Et je ne vous parle même pas de la France qui a tellement de défis à relever, de l’Europe qui est en elle-même un défi, de la compétitivité qui est un défi que nous devons relever tous et toutes ensemble. Le défi de la pauvreté. L’objectif «zéro SDF» (quelle horreur cette formule).

La vie n’est pas obligée d’être un défi permanent

Instinctivement, et parce que je suis un bon produit de mon environnement, le défi, ça me plait. Ça me fait même frétiller (enfin… surtout de suivre les autres gens qui se lancent un défi; je suis une voyeuriste du challenge). Mais ça veut quand même bien dire un truc, cet appétit de défis partout, tout le temps. Au XVIIe siècle, les gens faisaient un pari bien précis, ils pariaient sur l’existence ou pas de Dieu. De nos jours, les défis sont omniprésents, ils ont même remplacé les bonnes résolutions, rangées dans le placard des ringardises.

Désormais, il faut se challenger soi-même. Avant, on prenait une bonne résolution simplement parce qu’on jugeait que c’était la bonne chose à faire. Maintenant, on se teste. On se met à l’épreuve. Et encore… Avant, dans l’idée de défi, il y avait le postulat qu’on défiait quelqu’un qu’on jugeait incapable de faire quelque chose. Mais à l’ère du développement personnel, l’idée est plutôt «je te défie de faire ça parce que je crois en toi et je sais que tu vas y arriver».

On en arrive à des formules absurdes comme le «lundi vert» qui est accompagné d’un «cap ou pas cap?» de ne pas manger de viande un jour par semaine. C’est presque de la psychologie inversée. Il est tellement évident que nous en sommes tous et toutes capables que par conséquent, on se demande pourquoi on ne le fait pas. D’ailleurs, je vais le faire. Franchement, on peut se moquer de la start-up nation, mais est-ce qu’il existe un truc plus start-up nation que le défi? Que le fait de se challenger? De challenger sa consommation de nicotine, d’alcool, de viande, d’écran?

Et sachez que quand on se lance un défi, il y a toujours une appli pour ça, parce que plus un défi est quantifiable (au moins en quantité de temps), meilleur il est. C’est le culte de la performance vertueuse. Et je ne m'y connais pas très bien en vertu, mais je n'ai pas l'impression que vertu et performance aillent vraiment ensemble.

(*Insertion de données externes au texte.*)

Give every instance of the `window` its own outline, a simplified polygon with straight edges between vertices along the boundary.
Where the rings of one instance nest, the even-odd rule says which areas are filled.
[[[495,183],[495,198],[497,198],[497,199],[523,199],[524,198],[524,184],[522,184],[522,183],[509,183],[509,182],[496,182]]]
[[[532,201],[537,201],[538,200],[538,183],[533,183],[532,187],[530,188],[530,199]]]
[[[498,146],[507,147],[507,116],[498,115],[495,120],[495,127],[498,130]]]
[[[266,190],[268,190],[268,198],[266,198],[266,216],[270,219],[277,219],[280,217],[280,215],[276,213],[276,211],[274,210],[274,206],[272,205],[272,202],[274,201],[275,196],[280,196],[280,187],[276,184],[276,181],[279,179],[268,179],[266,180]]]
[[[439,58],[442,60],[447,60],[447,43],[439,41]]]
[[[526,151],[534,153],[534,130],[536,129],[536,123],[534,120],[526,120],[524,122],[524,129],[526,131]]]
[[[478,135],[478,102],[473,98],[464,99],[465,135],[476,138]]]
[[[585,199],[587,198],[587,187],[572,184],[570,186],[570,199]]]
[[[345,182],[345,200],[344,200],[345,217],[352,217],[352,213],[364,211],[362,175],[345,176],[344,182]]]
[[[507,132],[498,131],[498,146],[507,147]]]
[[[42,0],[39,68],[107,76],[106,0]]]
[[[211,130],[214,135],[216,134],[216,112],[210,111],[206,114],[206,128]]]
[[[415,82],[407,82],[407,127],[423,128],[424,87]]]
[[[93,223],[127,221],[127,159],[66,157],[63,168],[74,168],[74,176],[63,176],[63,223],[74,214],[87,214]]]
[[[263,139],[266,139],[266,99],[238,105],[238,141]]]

Il y a une cape de super-héros parce que «cap ou pas cap»... Ce qui me fait penser qu'on pourrait aussi réfléchir à la figure de super-héros du quotidien. | Capture d'écran via lundi-vert.fr

J’ai l’air de râler mais non. Après tout, si ça marche, très bien. Je remarque seulement qu’on peut aussi simplement faire des choix politiques. On peut décider de modifier son mode de vie sans avoir l'impression de participer à un casual friday en entreprise. Et puis, la vie n’est pas obligée d’être un défi permanent. Je trouve que celui de se lever le matin est déjà largement suffisant. Là, par exemple, j’ai décidé d’arrêter de consommer du foie gras. Je ne me suis pas dit «hey moi-même, je me lance le défi de ne plus bouffer de foie gras!».

Est-ce qu’il y a forcément besoin d’enrober ça d’un emballage sympa, ludique et dépolitisé? Parce que sinon, je veux bien lancer le défi du zéro sexisme. Hey, pendant une semaine, je vous mets au défi de ne pas avoir de remarque ni de comportement sexiste, alors, cap ou pas cap? Ou alors je pourrais me lancer le défi de la chaussette sale: pendant un an, le mardi, je ne toucherai pas une chaussette sale et je ne ferai aucune tâche ménagère. À ce stade, n’importe quel choix peut être transformé en défi.

C’est peut-être un bon moteur mais c’est quand même dégoulinant d’enthousiasme, d’optimisme, de bonne humeur et presque de «culture d’entreprise». Et puis, ça a surtout un gros inconvénient: on ne peut pas faire le défi «change le modèle économique de la société».